Identification of novel antibiotic resistance genes through large-scale data analysis

Sammanfattning: Antibiotic resistance is increasing worldwide, and is considered a serious threat to public health by e.g. the World Health Organization. Antibiotic resistance genes are hypothesized to originate from harmless bacteria in and around us, from where they are horizontally transfered into human pathogens. It is therefore of great importance to explore human-associated and environmental bacterial communities to identify novel antibiotic resistance genes before they reach clinical settings. The three papers presented in this thesis aim to identify novel antibiotic resistance genes in large genomic and metagenomic datasets. In paper I, the aim was to identify novel genes of the clinically important subclass B1 metallo-β-lactamases. By analyzing whole bacterial genomes as well as metagenomes from environmental and human-associated bacterial communities, 76 novel putative B1 genes were predicted. Twenty-one of these were selected for experimental validation, whereof 18 expressed the predicted phenotype in E. coli.
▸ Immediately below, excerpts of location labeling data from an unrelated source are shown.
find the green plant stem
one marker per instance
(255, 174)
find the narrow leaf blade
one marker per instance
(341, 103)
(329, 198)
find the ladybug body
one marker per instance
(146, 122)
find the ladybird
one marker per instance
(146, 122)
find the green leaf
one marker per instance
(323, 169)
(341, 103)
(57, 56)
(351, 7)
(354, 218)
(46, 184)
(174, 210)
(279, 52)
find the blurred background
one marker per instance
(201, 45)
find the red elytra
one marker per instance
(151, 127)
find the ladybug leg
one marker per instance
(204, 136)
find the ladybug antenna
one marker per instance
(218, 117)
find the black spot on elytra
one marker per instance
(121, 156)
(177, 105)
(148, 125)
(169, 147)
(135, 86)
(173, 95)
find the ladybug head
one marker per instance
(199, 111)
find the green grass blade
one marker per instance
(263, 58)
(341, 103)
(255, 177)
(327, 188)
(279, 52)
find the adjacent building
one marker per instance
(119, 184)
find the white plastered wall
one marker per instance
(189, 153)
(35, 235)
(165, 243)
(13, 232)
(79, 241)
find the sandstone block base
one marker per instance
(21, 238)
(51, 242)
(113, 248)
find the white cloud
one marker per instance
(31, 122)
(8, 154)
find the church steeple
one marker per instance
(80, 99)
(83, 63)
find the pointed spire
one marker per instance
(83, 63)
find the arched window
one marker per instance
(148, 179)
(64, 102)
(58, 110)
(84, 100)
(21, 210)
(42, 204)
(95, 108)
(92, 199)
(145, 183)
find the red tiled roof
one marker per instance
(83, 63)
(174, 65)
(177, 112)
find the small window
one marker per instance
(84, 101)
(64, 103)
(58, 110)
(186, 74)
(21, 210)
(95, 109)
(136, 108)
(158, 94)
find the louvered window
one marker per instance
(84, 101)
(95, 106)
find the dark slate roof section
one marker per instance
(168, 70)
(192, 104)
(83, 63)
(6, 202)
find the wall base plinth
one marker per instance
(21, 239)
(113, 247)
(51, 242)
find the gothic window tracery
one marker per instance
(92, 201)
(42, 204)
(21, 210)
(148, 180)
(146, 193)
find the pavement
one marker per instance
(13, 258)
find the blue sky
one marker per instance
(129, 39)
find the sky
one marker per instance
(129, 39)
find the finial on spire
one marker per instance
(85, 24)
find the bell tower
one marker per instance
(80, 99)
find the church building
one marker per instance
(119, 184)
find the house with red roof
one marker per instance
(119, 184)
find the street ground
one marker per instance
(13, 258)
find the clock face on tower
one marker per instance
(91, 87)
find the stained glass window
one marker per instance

Phylogentic analysis revealed that the novel genes formed 59 previously undescribed gene families. In paper II, a large volume of genomic and metagenomic data was searched for novel plasmid-mediated quinolone resistance (qnr ) genes. In total, 611 qnr genes were predicted, of which 20 were putative novel. Nine of these were experimentally tested in E. coli, whereof eight expressed the predicted phenotype. In paper III, a new method for identification and reconstruction of novel antibiotic resistance genes from fragmented metagenomic data was presented. The method is based on gene specific models, which are optimized for a high sensitivity and specificity. The method is furthermore computationally efficient and can be applied to any class of resistance genes. The results of this thesis provides a deeper insight to the diversity and evolutionary history of two types of clinically relevant antibiotic resistance genes. It also provides new methods for efficient and reliable identification of novel resistance genes in fragmented metagenomic data.